Détermination réaffirmée

A propos du cours plancher, M. Jordan réaffirme sa détermination à le défendre. « Même dans les conditions les plus difficiles, nous continuerons à l’avenir à défendre ce cours et axerons notre politique monétaire sur le maintien ce plancher », déclare M. Jordan. 

Pensée pour aider l’industrie d’exportation, la politique du taux plancher continue à doper les secteurs de la construction et de l’immobilier, parce qu’elle s’accompagne de taux d’intérêt historiquement bas. « Une bulle se dessine de plus en plus », s’inquiète le banquier central, dans un contexte où les hypothèques croissent plus vite que l’ensemble de l’économie. C’est très malsain ».

source Le Temps+Romandie.com mai12

5 réponses »

  1. On peut gagner contre une banque centrale qui veut faire monter sa monnaie mais pas contre une BC qui veut faire baiser la sienne. De plus la BNS est une BC particulièrement crédible. Je pense que ceux qui s’attaquent à elle vont y laisser des plumes. N’oublions pas que 1.20 est déjà un cours très élevé pour le CHF et qui intègre pour partie un scénario noir. Si le scénario de sortie des canards boiteux de la zone euro se concrétisait, on reviendrait immédiatement sur des niveaux de 1.35-1.40. Les allemands ne veulent pas d’un euro faible et les suisses ne veulent pas d’un CHF trop fort…

  2. Le franc suisse est surévalué et … tout le monde en veut.
    Le $ US est sous évalué mais n’intéresse pas plus qu’il faut.
    L’euro est sous évalué mais personne n’en veut !

    Resterait à voir la roupie de Kuala Lumpur. Mais c’est loin hein ?

  3. Antoine vous êtes très fort : si l’euro et le dollar sont tous les 2 sous évalués expliquez moi contre quoi ?

  4. Le puzzle est un peu complexe pour moi, et je n’ai pas 20 ans d’analyses et de réflexions derrière la cravate, et donc je peux me gourer en beauté. Ceci dit:

    J’ai cru comprendre que l’inflation en Suisse est à peu près à zéro, et que dans la zone Euro, elle était proche de 3%. Le 1.20 de 2012 « vaudrait » donc 1.16 en 2013 et 1.13 en 2014 sans l’intervention de BNS.

    Avec l’extrême gauche Grecque qui va « secouer le bananier » (rester dans l’Euro et envoyer paître les banques Allemandes et Françaises), les perspectives américaines qui ne sont pas au mieux (pour ne pas dire cataclysmique), Singapour qui se trouve quand même fort loin et la Suisse qui est tout de même toute proche, il me semble que le CHF devrait retrouver un peu d’intérêt.

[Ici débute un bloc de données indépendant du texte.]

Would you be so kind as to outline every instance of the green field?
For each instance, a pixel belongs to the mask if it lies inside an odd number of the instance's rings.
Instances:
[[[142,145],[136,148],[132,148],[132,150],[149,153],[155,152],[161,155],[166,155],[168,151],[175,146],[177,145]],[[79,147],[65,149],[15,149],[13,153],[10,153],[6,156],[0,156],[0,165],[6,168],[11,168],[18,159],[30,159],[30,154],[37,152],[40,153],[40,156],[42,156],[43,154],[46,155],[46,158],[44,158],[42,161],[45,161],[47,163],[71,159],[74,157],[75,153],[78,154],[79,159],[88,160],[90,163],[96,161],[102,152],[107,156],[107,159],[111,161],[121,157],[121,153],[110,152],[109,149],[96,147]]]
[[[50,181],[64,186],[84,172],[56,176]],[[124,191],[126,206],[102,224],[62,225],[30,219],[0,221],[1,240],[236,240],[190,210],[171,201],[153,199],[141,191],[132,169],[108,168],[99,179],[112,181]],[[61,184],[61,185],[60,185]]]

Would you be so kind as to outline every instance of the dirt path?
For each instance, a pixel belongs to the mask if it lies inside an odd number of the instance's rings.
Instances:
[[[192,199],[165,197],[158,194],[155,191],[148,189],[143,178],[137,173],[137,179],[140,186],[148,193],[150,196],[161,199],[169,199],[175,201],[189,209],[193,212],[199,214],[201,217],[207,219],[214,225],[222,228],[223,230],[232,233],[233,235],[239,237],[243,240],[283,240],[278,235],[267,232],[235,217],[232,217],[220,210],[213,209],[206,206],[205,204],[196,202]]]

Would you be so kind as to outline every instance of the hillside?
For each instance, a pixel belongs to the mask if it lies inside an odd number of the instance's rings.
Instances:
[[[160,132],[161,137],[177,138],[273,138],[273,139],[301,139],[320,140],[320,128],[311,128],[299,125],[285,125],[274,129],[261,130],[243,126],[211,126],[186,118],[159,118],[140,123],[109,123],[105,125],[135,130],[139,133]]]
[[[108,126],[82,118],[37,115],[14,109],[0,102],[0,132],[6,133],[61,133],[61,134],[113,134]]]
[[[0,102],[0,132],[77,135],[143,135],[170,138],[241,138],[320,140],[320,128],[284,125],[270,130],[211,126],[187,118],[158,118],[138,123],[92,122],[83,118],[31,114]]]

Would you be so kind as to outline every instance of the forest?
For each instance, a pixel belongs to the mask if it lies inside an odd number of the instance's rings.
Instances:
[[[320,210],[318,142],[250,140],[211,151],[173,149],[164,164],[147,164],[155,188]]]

Et que la BNS va avoir biiiien du mal à défendre sa décision arbitraire avec une réévaluation de facto de 3%…

    Le jour où l’on retrouvera le DM (peut-être pas si lointain), on pourra en reparler, mais d’ici là, vous en trouvez beaucoup des investissements qui rapportent 3% par an (intrinsèquement) et qui sont à peu près sécure (et non imposables) vous?